Under Feed the Future Zimbabwe Livestock Programme, which is being implemented by Fintrac, 3 000 smallholder beef and 2 000 dairy farmers will benefit.
Each beneficiary household should, by the close of the programme, own at least 15-20 beef cattle. The farmers will be linked to formal markets to ensure they sell a minimum of four beasts yearly.
For dairy producers, beneficiary households will own a minimum of three high-quality cows that produce an average of 12 litres of milk daily for 300 days.
The farmers will be linked with local milk processors to facilitate formal sales.
Under Feed the Future Zimbabwe Crop Development Programme, 7 500 beneficiary households on irrigation schemes in natural regions 3, 4 and 5 will be assisted to increase productivity and incomes of high-value crops.
Crop yields for carrots, potatoes, sugar beans, tomatoes and peas are expected to be doubled and the targeted income per household is US$1 000 per year by year five.
Dry land smallholder farmers in Natural Region 3 will be trained to grow maize, sorghum, groundnuts, sweet potatoes, cowpeas and beans commercially.

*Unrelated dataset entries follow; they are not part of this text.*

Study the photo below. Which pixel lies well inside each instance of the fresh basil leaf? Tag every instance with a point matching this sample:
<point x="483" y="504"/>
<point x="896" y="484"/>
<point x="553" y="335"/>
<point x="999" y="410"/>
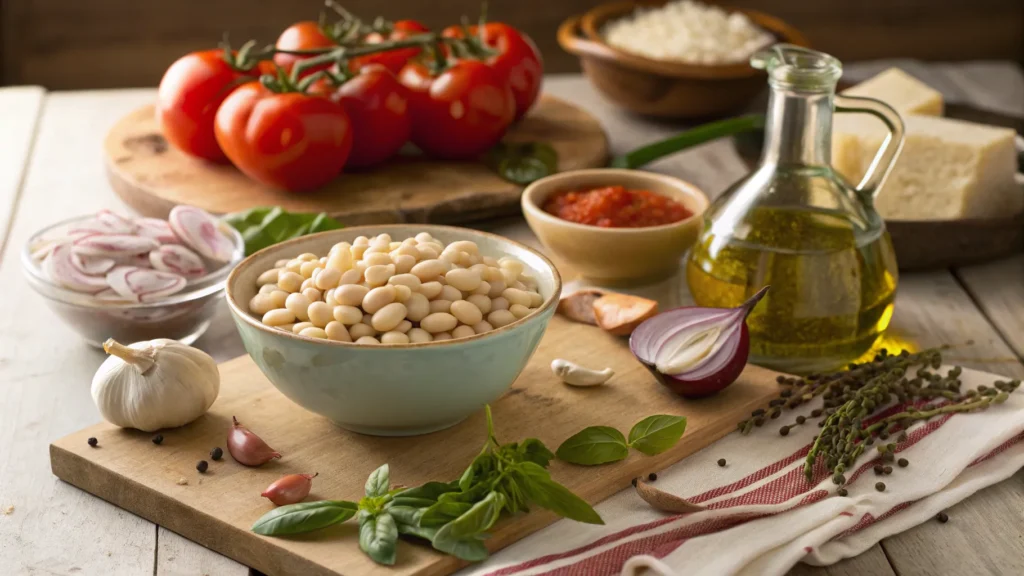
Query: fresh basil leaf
<point x="656" y="434"/>
<point x="379" y="536"/>
<point x="304" y="517"/>
<point x="532" y="450"/>
<point x="543" y="491"/>
<point x="596" y="445"/>
<point x="379" y="482"/>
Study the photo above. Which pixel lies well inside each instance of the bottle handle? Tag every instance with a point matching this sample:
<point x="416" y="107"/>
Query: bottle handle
<point x="885" y="158"/>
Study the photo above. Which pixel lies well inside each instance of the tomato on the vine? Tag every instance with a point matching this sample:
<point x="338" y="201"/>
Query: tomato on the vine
<point x="189" y="92"/>
<point x="378" y="107"/>
<point x="392" y="59"/>
<point x="305" y="35"/>
<point x="461" y="112"/>
<point x="517" y="58"/>
<point x="291" y="140"/>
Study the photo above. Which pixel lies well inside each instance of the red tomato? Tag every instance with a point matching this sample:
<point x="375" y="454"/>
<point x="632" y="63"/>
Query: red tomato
<point x="392" y="59"/>
<point x="289" y="140"/>
<point x="189" y="92"/>
<point x="462" y="112"/>
<point x="518" y="59"/>
<point x="378" y="108"/>
<point x="301" y="36"/>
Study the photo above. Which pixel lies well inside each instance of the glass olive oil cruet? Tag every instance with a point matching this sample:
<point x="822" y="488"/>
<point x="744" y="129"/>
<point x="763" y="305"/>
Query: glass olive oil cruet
<point x="796" y="224"/>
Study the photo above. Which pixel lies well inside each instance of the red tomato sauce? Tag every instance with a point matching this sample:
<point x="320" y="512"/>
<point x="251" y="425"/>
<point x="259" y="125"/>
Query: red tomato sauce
<point x="614" y="206"/>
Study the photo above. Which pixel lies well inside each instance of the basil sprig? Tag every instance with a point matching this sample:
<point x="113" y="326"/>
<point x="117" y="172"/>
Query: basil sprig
<point x="454" y="517"/>
<point x="600" y="445"/>
<point x="269" y="224"/>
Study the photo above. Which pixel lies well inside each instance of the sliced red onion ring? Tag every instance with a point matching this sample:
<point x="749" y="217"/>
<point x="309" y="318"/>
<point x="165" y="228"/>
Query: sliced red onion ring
<point x="199" y="231"/>
<point x="58" y="268"/>
<point x="177" y="259"/>
<point x="695" y="351"/>
<point x="158" y="230"/>
<point x="114" y="245"/>
<point x="143" y="284"/>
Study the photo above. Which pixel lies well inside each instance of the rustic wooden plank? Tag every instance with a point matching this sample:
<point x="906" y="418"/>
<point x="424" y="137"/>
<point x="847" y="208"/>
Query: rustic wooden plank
<point x="18" y="114"/>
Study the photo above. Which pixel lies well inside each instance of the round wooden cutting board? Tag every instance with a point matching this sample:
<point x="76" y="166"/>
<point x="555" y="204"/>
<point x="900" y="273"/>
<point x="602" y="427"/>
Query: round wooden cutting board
<point x="152" y="176"/>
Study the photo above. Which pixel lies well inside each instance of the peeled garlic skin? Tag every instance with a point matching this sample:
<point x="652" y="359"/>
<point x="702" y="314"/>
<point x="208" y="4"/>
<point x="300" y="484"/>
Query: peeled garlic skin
<point x="713" y="382"/>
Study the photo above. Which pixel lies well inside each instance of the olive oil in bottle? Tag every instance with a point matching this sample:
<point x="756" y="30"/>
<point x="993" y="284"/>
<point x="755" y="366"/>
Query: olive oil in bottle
<point x="826" y="305"/>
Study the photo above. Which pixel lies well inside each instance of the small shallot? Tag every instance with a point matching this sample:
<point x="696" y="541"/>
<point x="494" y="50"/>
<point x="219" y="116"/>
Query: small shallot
<point x="247" y="448"/>
<point x="695" y="351"/>
<point x="290" y="489"/>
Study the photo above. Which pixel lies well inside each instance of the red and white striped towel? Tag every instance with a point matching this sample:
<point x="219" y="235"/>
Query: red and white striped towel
<point x="763" y="517"/>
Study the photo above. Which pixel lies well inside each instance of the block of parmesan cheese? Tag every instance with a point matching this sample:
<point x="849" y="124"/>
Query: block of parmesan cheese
<point x="947" y="169"/>
<point x="900" y="90"/>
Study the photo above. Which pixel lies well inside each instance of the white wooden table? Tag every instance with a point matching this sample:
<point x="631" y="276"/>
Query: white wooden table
<point x="51" y="168"/>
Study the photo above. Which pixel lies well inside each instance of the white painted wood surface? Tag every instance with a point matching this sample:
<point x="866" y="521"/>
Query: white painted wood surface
<point x="45" y="370"/>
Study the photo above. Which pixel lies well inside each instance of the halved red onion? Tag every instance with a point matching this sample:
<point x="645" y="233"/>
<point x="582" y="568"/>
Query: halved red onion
<point x="113" y="245"/>
<point x="58" y="268"/>
<point x="143" y="284"/>
<point x="199" y="231"/>
<point x="178" y="259"/>
<point x="695" y="351"/>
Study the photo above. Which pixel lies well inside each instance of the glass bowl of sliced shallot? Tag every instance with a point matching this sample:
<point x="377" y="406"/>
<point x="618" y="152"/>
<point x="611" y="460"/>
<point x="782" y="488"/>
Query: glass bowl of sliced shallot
<point x="132" y="279"/>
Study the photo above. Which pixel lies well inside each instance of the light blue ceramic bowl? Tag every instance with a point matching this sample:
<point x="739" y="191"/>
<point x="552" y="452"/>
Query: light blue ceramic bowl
<point x="396" y="389"/>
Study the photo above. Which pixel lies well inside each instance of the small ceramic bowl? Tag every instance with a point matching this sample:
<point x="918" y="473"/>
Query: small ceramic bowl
<point x="394" y="389"/>
<point x="616" y="256"/>
<point x="665" y="88"/>
<point x="183" y="316"/>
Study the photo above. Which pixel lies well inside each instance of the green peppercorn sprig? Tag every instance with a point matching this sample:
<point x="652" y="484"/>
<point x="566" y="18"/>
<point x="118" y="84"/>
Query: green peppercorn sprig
<point x="853" y="399"/>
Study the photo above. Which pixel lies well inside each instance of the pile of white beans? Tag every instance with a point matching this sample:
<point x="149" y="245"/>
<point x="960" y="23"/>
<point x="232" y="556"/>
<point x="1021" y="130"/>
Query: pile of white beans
<point x="381" y="291"/>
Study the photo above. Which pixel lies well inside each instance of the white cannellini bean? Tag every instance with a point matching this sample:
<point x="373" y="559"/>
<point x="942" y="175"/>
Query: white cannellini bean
<point x="438" y="322"/>
<point x="359" y="330"/>
<point x="347" y="315"/>
<point x="290" y="282"/>
<point x="519" y="311"/>
<point x="417" y="306"/>
<point x="439" y="305"/>
<point x="431" y="289"/>
<point x="350" y="294"/>
<point x="268" y="277"/>
<point x="297" y="304"/>
<point x="378" y="298"/>
<point x="337" y="331"/>
<point x="320" y="314"/>
<point x="466" y="313"/>
<point x="279" y="317"/>
<point x="501" y="318"/>
<point x="394" y="337"/>
<point x="463" y="279"/>
<point x="388" y="317"/>
<point x="417" y="335"/>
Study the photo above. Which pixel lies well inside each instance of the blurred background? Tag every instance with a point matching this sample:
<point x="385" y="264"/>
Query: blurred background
<point x="65" y="44"/>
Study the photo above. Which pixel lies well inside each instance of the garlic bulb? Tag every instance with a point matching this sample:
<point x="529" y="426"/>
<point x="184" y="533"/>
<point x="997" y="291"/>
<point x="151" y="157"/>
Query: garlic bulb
<point x="155" y="384"/>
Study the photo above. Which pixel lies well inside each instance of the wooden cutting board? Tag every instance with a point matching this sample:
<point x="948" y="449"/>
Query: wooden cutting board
<point x="152" y="177"/>
<point x="216" y="508"/>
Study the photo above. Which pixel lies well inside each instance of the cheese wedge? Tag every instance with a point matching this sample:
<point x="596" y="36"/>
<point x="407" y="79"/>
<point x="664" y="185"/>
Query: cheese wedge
<point x="947" y="169"/>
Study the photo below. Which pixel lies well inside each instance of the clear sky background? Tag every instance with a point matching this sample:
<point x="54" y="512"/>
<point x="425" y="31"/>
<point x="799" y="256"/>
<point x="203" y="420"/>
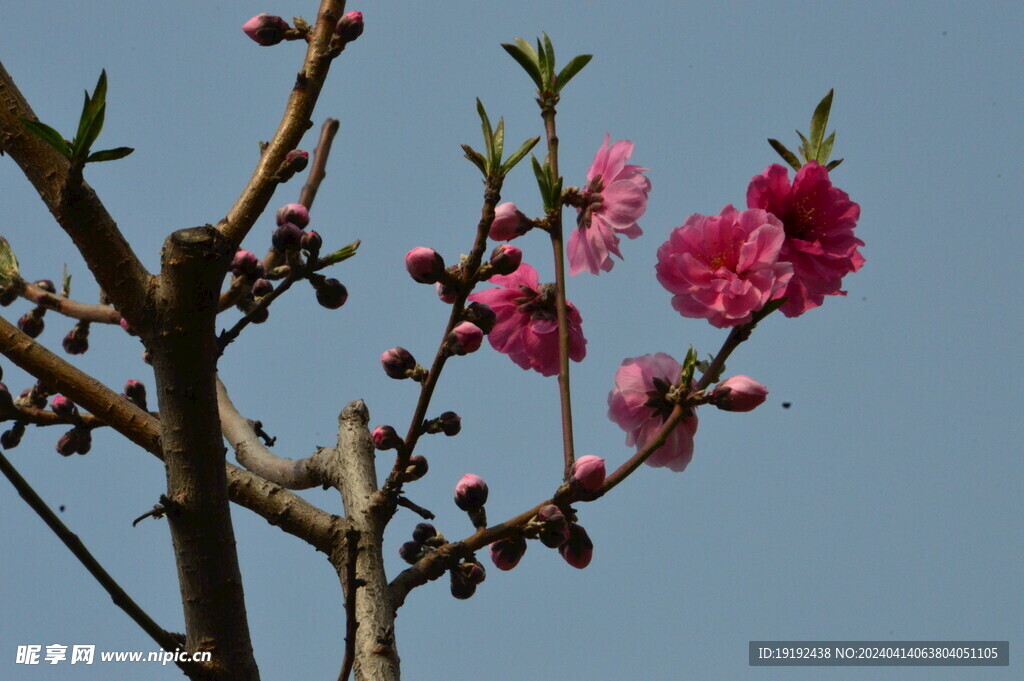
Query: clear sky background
<point x="885" y="504"/>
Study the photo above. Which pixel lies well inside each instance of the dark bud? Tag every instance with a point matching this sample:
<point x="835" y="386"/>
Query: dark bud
<point x="410" y="552"/>
<point x="31" y="324"/>
<point x="423" y="531"/>
<point x="332" y="294"/>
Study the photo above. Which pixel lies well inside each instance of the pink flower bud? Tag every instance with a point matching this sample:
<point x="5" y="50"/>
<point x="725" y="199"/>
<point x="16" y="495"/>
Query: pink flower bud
<point x="506" y="259"/>
<point x="470" y="493"/>
<point x="297" y="214"/>
<point x="332" y="294"/>
<point x="579" y="550"/>
<point x="266" y="30"/>
<point x="507" y="553"/>
<point x="739" y="393"/>
<point x="397" y="363"/>
<point x="385" y="437"/>
<point x="509" y="223"/>
<point x="465" y="338"/>
<point x="588" y="472"/>
<point x="349" y="27"/>
<point x="424" y="264"/>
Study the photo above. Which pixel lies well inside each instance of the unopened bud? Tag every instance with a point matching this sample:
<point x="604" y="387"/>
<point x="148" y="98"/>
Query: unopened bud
<point x="424" y="264"/>
<point x="739" y="393"/>
<point x="507" y="553"/>
<point x="505" y="259"/>
<point x="332" y="294"/>
<point x="297" y="214"/>
<point x="265" y="30"/>
<point x="509" y="223"/>
<point x="471" y="493"/>
<point x="349" y="27"/>
<point x="588" y="472"/>
<point x="385" y="437"/>
<point x="465" y="338"/>
<point x="397" y="363"/>
<point x="579" y="550"/>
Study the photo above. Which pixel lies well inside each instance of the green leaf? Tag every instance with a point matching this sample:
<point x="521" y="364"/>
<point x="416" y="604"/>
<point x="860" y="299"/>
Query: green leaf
<point x="8" y="262"/>
<point x="786" y="155"/>
<point x="488" y="133"/>
<point x="110" y="155"/>
<point x="825" y="150"/>
<point x="511" y="162"/>
<point x="476" y="158"/>
<point x="527" y="62"/>
<point x="48" y="135"/>
<point x="818" y="123"/>
<point x="571" y="69"/>
<point x="343" y="253"/>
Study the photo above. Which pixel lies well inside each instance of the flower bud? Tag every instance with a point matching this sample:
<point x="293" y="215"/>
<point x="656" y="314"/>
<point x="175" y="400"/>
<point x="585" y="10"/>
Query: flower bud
<point x="385" y="437"/>
<point x="266" y="30"/>
<point x="297" y="214"/>
<point x="579" y="550"/>
<point x="262" y="287"/>
<point x="507" y="553"/>
<point x="332" y="294"/>
<point x="470" y="493"/>
<point x="424" y="264"/>
<point x="349" y="27"/>
<point x="739" y="393"/>
<point x="397" y="363"/>
<point x="287" y="238"/>
<point x="423" y="531"/>
<point x="135" y="391"/>
<point x="505" y="259"/>
<point x="481" y="315"/>
<point x="556" y="528"/>
<point x="410" y="552"/>
<point x="64" y="407"/>
<point x="509" y="223"/>
<point x="588" y="472"/>
<point x="31" y="324"/>
<point x="465" y="338"/>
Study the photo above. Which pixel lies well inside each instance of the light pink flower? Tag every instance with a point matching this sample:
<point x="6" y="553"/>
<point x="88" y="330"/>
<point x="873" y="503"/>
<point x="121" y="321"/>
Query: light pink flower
<point x="616" y="198"/>
<point x="818" y="219"/>
<point x="724" y="267"/>
<point x="526" y="327"/>
<point x="638" y="405"/>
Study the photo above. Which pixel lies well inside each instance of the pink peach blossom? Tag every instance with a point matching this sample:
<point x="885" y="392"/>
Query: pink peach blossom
<point x="616" y="198"/>
<point x="638" y="405"/>
<point x="724" y="267"/>
<point x="525" y="327"/>
<point x="818" y="219"/>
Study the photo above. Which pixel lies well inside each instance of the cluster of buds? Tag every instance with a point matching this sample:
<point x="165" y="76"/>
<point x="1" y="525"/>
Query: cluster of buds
<point x="449" y="423"/>
<point x="425" y="538"/>
<point x="77" y="340"/>
<point x="470" y="496"/>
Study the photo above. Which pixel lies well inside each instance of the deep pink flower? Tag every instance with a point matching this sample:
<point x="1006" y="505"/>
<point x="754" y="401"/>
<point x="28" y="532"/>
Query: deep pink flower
<point x="818" y="219"/>
<point x="616" y="198"/>
<point x="724" y="267"/>
<point x="526" y="327"/>
<point x="638" y="405"/>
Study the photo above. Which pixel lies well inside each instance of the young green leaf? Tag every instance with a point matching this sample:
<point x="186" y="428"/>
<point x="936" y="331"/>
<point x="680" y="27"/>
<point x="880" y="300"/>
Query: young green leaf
<point x="48" y="135"/>
<point x="818" y="123"/>
<point x="519" y="155"/>
<point x="110" y="155"/>
<point x="571" y="69"/>
<point x="786" y="155"/>
<point x="476" y="158"/>
<point x="527" y="62"/>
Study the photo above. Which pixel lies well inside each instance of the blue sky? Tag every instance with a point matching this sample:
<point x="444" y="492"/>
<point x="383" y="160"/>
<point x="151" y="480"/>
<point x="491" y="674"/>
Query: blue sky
<point x="884" y="504"/>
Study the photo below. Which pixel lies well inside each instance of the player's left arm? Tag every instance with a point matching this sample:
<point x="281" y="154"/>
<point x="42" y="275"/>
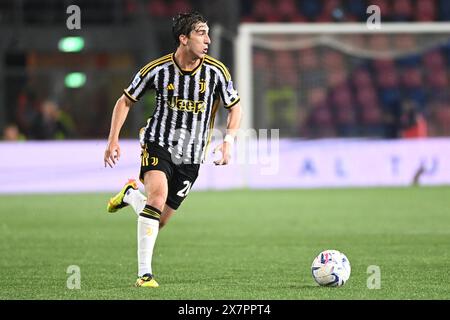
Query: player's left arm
<point x="233" y="124"/>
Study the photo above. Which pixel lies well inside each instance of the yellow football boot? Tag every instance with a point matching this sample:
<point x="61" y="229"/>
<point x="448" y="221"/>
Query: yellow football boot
<point x="146" y="281"/>
<point x="116" y="202"/>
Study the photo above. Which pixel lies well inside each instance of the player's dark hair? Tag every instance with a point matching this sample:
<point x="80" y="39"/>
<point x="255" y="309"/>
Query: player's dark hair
<point x="184" y="23"/>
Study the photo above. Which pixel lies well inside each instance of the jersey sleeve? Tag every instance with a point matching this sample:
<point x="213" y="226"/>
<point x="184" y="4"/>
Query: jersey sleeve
<point x="142" y="81"/>
<point x="227" y="90"/>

Of the total programme’s beneficiaries, 50 percent will be women and 10 percent youths.
Under the Community, Water, Supply Sanitation and Hygiene Programme, 8 000 households and 20 schools will be provided with sustainable access to clean and safe drinking water sources. A total of 937 households and 20 schools will have access to improved sanitation facilities.
To achieve these objectives, boreholes will be rehabilitated, wells dug and toilets constructed.
USAID mission director Ms Stephanie Funk said Zimbabwe, like other countries, faced challenges associated with climate change.
“Rising temperatures, changing rainfall patterns and increasing extreme weather events such as droughts, floods and typhoons are a major threat to the viability of Zimbabwe’s agricultural sector.”
“As we experienced in 2013 and again 2015, unpredictable rainfall patterns can dramatically affect crop yields, reduce livestock birth rates, increase livestock mortality and also reduce dairy cow yields. All this jeopardises the income streams of rural households, puts individuals at risk of food and nutrition security and significantly reduces national economic growth,” Ms Funk said.
She said Zimbabwe’s agricultural potential was vast, and achieving that potential was essential to poverty reduction.
Mr Ringson Chitsiko, the Secretary for Agriculture, Mechanisation and Irrigation Development, said: “Surely, Government would like to register its support for interventions of this nature, especially as they complement Government efforts to raise production levels, incomes and livelihoods, improve nutritional status and access to clean water and sanitation facilities for the country’s under-served populace – women and youth included.”